Our Faculty Lynette J Chua
A headshot of smiling Lynette J Chua who has short black hair with pixie haircut, wearing glasses with a black frame and translucent earrings in a spiral shape. She is wearing a black tank top, showing a full tattoo sleeve on her left arm depicting roiling oceans and clouds. A large tattoo of an intricate red and black dragon coils around her right arm.
Lynette J Chua
Social Sciences (Law and Society)
Professor of Law
Rector (Elm College)
Head of Studies, Double Degree Programme in Law and Liberal Arts

Professor Lynette J. Chua is a law and society scholar with research interests in legal mobilisation, legal consciousness, and rights, power, and resistance.
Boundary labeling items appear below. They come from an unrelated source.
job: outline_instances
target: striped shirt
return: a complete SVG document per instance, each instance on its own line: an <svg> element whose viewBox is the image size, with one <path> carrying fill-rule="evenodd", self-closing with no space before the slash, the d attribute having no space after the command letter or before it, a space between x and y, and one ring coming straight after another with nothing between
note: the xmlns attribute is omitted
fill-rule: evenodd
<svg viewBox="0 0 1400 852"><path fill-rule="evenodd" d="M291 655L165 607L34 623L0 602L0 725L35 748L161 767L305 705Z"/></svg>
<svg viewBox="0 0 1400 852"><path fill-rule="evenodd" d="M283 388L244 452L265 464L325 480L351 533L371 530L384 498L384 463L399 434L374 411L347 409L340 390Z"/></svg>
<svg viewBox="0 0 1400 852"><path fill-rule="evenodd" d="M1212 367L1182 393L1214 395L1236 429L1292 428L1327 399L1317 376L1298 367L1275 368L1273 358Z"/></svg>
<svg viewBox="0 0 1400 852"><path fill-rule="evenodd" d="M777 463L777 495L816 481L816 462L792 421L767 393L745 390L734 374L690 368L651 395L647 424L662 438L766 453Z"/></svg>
She is a Professor of Law at the National University of Singapore (NUS), with a joint appointment at Yale-NUS as Rector of Elm College and Head of Studies for the Double-Degree Programme in Law and Liberal Arts. She is also the President of the Asian Law & Society Association (from 2022 to 2023).

Prof Chua is conducting two research projects, which differ in empirical focus but share the same intellectual concern that runs through all of her research, namely, to interrogate the dynamics of legal power, social norms, and human agency. One project is a qualitative, empirical study of filial responsibility laws in China, Taiwan, Vietnam, and Singapore that require adult children to provide financial maintenance and, in some instances, emotional care, to their elderly parents. Prof Chua is interested in whether and how such laws are used and how they relate to shifting practices of filial piety and intergenerational relationships, as the respective societies undergo changes to population flows, economic development, and family structures. The other project, titled ‘Governing through Contagion’ (in collaboration with NUS Adjunct Senior Research Fellow Dr Jack Jin Gary Lee), is an ethnography of how colonial empires and post-colonies combat contagious diseases, and how their strategies of control produce and emerge from a web of relationships among humans, creatures, and legal and other technologies.

Prof Chua is the author of The Politics of Rights and Southeast Asia (Cambridge University Press, in press), The Politics of Love in Myanmar: LGBT Mobilization and Human Rights as A Way of Life (Stanford University Press, 2019) and Mobilizing Gay Singapore: Rights and Resistance in an Authoritarian State (Temple University Press, 2014). In her latest monograph, ‘The Politics of Rights and Southeast Asia’, she develops the law and society theory of politics of rights as the analytical entry point to understand rights in a culturally and politically diverse region such as Southeast Asia. She advances the theoretical framework of politics of rights with the case of Southeast Asia, as well as offers an analysis of rights in Southeast Asia using the framework. With this monograph, she hopes to provide a view of politics of rights – from the Global South region and from the ground – to encourage more astute evaluations of the power and limits of rights.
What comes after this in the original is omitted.